Did you know that the first-ever transgender pride flag sits in the Smithsonian Museum?
The trans flag has a storied history branching from its conception in 1999 by transgender flag artist Monica Hems.
Use this guide to learn about the history of the transgender pride flag and the meaning behind its design and construction.
History of the Trans Flag
The first instance of the transgender flag colors being flown as an official “trans flag” was at a Pride parade in 2000, within a year of the flag’s creation.
It was flown by the creator, Monica Hems, in Phoenix, and soon spread to its current-day renown.
The trans flag is composed of five stripes, including two light blue stripes at the top and bottom, two light pink stripes in the middle, and a single white stripe down the center. This means that the transgender flag can be flown “correctly” either way it is positioned, up or down.
There is innate symbolism behind this, because the artist intended this to represent the experience of trans people finding correctness in life through their trans identity.
Transgender Flag Colors
Did you know that each color on this flag has its own significance? Each stripe correlates to and represents different parts of the transgender community.
While the trans community is large and varied, it is important to recognize and acknowledge the individual struggles of trans men and trans women, as well as intersex and nonbinary people.
The Light Blue Stripes
There are two blue stripes on the transgender pride flag.
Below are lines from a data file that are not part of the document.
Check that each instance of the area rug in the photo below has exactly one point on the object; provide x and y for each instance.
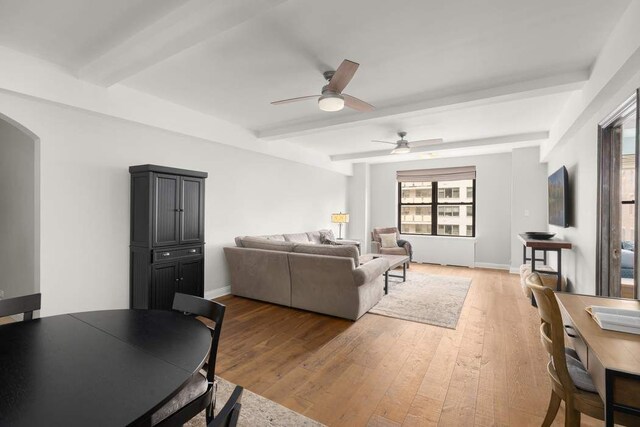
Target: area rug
(256, 410)
(425, 298)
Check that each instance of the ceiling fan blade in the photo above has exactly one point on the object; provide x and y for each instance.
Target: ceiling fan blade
(357, 104)
(423, 142)
(301, 98)
(343, 76)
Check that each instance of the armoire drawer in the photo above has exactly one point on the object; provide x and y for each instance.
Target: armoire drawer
(174, 253)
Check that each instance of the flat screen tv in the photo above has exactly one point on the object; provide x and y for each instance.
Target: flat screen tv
(559, 198)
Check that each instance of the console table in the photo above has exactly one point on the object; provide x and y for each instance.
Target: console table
(549, 245)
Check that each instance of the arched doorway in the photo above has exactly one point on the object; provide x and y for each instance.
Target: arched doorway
(19, 209)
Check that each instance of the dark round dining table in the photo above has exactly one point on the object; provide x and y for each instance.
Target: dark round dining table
(99, 368)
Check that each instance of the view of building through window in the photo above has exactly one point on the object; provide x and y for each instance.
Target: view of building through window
(453, 203)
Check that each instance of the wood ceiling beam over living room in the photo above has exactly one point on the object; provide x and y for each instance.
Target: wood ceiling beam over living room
(507, 142)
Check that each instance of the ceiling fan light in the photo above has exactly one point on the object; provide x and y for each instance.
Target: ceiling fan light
(331, 102)
(401, 148)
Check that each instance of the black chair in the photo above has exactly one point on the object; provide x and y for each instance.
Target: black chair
(199, 393)
(228, 416)
(26, 304)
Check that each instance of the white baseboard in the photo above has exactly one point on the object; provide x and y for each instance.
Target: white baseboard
(218, 292)
(492, 265)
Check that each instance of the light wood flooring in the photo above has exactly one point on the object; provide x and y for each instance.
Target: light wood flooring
(379, 371)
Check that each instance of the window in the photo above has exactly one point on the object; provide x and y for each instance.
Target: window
(438, 208)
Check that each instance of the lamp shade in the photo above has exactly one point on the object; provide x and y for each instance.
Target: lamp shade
(340, 218)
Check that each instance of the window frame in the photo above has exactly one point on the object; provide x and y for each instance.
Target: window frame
(434, 210)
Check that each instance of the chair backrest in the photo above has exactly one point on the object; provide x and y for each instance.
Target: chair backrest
(551, 329)
(377, 231)
(211, 310)
(229, 414)
(26, 304)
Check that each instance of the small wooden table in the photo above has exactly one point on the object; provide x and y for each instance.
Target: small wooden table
(548, 245)
(612, 358)
(394, 262)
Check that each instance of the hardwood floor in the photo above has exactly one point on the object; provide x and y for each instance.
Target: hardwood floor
(380, 371)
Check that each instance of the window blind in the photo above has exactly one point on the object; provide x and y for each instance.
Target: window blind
(440, 174)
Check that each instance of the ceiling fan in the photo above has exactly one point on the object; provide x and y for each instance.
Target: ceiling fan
(402, 145)
(332, 98)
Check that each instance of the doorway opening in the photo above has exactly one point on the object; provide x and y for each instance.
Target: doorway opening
(19, 210)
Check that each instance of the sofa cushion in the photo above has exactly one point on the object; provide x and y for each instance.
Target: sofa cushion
(327, 237)
(296, 237)
(314, 236)
(278, 237)
(267, 244)
(330, 250)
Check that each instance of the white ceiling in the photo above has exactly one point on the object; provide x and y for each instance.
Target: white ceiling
(71, 33)
(410, 52)
(405, 49)
(483, 121)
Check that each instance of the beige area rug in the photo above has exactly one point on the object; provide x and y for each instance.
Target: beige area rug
(257, 411)
(425, 298)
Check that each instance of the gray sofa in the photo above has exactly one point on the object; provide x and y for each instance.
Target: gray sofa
(291, 271)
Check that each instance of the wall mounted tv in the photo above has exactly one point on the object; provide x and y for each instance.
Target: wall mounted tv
(559, 198)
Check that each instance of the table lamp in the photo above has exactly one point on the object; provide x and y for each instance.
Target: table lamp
(340, 218)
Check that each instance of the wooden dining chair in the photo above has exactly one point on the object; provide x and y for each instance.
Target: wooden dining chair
(25, 305)
(199, 393)
(570, 380)
(230, 412)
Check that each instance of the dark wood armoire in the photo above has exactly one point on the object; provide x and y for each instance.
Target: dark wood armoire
(167, 235)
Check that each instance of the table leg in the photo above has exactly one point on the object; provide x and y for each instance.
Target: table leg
(559, 285)
(386, 282)
(533, 260)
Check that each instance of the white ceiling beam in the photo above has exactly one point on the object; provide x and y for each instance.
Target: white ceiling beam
(444, 146)
(180, 29)
(515, 91)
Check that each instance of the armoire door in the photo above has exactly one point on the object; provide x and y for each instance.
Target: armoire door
(165, 281)
(166, 210)
(192, 277)
(191, 210)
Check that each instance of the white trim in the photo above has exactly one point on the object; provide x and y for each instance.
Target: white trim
(218, 292)
(492, 265)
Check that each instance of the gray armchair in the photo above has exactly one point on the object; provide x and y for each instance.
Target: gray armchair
(404, 247)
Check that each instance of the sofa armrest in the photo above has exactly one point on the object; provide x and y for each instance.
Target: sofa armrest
(370, 271)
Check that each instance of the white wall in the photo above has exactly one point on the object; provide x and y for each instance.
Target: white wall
(493, 204)
(529, 208)
(359, 205)
(615, 77)
(85, 198)
(17, 212)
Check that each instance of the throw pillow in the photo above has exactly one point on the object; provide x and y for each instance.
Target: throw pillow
(327, 237)
(388, 240)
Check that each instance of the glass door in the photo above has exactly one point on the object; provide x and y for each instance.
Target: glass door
(617, 195)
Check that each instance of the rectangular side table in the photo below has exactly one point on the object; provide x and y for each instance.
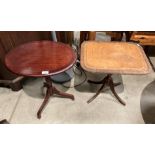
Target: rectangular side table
(113, 58)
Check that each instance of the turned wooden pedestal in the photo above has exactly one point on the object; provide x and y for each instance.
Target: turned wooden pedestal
(42, 59)
(113, 58)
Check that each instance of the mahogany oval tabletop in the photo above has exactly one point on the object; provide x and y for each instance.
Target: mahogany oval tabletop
(40, 58)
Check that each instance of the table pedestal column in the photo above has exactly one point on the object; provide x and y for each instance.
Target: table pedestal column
(51, 90)
(109, 82)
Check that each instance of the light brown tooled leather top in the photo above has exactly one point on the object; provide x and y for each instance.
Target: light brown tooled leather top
(114, 57)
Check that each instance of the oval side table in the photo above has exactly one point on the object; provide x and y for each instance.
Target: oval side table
(42, 59)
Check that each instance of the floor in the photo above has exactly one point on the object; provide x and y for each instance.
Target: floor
(21, 107)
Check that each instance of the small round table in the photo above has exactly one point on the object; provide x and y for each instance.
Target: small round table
(42, 59)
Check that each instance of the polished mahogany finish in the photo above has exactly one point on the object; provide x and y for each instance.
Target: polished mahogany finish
(10, 40)
(40, 58)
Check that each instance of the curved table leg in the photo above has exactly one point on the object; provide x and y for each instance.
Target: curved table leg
(104, 81)
(109, 82)
(111, 85)
(49, 92)
(95, 82)
(47, 96)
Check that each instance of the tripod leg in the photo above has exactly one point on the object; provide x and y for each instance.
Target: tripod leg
(99, 91)
(47, 96)
(111, 84)
(95, 82)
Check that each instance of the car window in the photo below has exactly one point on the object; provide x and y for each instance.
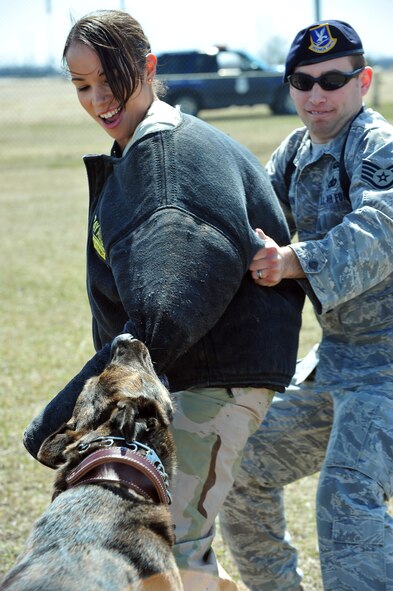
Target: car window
(186, 63)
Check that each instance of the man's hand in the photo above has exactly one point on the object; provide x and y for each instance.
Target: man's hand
(272, 263)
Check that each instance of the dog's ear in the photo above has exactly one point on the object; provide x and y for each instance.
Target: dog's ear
(51, 452)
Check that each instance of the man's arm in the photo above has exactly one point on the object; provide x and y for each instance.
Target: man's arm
(273, 263)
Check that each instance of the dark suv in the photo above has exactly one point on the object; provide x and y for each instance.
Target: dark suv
(218, 78)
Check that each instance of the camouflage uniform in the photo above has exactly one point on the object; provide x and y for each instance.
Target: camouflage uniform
(210, 427)
(345, 249)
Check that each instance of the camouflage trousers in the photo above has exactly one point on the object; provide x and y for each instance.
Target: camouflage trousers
(211, 427)
(354, 453)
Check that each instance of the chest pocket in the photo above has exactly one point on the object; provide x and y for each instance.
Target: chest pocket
(334, 204)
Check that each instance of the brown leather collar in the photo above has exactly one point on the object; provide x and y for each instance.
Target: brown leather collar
(122, 466)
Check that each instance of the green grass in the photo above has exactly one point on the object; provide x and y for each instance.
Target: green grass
(44, 313)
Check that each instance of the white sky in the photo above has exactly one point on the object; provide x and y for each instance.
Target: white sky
(30, 34)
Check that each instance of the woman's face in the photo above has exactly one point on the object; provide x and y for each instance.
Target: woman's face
(97, 99)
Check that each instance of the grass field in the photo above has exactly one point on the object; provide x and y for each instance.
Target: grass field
(44, 316)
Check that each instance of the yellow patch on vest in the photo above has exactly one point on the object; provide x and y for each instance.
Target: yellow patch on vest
(97, 239)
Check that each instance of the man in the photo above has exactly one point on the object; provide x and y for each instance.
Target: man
(344, 260)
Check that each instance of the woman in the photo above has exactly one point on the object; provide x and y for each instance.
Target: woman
(170, 238)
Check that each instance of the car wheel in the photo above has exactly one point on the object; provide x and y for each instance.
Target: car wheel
(188, 104)
(283, 104)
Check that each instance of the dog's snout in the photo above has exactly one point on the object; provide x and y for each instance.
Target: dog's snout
(126, 349)
(121, 342)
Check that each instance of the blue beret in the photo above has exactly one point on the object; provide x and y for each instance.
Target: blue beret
(324, 40)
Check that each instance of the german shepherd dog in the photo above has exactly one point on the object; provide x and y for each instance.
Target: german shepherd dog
(108, 527)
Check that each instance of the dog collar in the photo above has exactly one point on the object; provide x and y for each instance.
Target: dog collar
(144, 474)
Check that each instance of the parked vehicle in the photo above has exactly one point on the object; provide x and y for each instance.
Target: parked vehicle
(219, 78)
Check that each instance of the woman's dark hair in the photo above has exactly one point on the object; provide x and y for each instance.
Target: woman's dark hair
(121, 45)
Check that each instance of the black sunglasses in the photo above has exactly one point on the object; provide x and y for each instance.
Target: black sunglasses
(328, 81)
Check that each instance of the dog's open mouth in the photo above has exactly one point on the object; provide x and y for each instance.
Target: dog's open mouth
(132, 464)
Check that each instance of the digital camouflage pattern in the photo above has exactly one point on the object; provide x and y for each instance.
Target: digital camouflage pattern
(290, 443)
(214, 423)
(345, 250)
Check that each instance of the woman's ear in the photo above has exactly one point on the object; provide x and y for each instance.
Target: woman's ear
(151, 66)
(366, 78)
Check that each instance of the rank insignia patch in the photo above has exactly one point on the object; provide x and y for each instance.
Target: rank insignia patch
(377, 177)
(97, 239)
(321, 39)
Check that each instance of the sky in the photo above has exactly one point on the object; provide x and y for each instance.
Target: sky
(33, 32)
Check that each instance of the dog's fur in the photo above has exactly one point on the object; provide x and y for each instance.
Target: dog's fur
(105, 537)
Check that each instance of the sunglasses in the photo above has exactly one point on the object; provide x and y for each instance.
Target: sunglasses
(328, 81)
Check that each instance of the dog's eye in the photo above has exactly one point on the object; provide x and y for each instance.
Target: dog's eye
(83, 447)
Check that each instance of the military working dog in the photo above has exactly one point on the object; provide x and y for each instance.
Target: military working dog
(108, 526)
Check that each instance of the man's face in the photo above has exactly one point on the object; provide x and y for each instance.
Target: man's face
(325, 112)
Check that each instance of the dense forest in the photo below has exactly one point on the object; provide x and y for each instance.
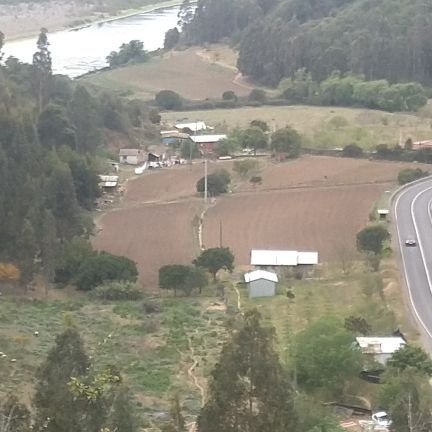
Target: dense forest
(52, 132)
(389, 39)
They are positioned at the very top and very bottom of the design, holding in the other pink and white stripes.
The blue that was used is a soft baby blue color, symbolizing the traditional color associate with a baby boy. As trans men assume their male identity in life, they experience a metaphorical rebirth.
This color celebrates this rebirth and affirms the male identity embraced by many trans men.
The Light Pink Stripes
The trans flag also has two pink stripes that sit between the blue and white stripes. The soft pink color is meant to represent the traditional color used for baby girls.
Trans women who embrace their womanhood can see themselves on this flag represented by the pink stripes.
These stripes celebrate the rebirth and gender euphoria experienced by many trans women as they transition into their true selves.
The White Stripe
There is a singular white stripe that runs the length of the flag, right down the middle. It is sandwiched between two light pink stripes.
This white stripe represents those in the community who are currently transitioning. It also represents intersex folks, as well as nonbinary and and gender expansive individuals.
While intersex and nonbinary people have their own separate pride flags, they are included under the umbrella of trans identities as well. This is because identities are often multi-faceted and overlapping.
Variations of the Transgender Flag
The trans flag recently merged with the standard rainbow pride flag for an expanded project called the Progress Pride Flag.
This flag includes the traditional rainbow, overlapped by a corner of the trans flag emerging from the flag pole.
Importantly, this improved flag also includes black and brown stripes to represent queer, nonbinary, and trans people of color.
The Meaning of the Trans Flag
As described above, the trans flag has deep meaning behind each color and stripe, with symmetry carefully integrated into the design as well. Taken together, this beautiful flag represents an entire community.
Will you wave the trans flag during Pride this year? Whether you identify as trans or want to support someone you love, you can’t go wrong with this beautiful pride flag.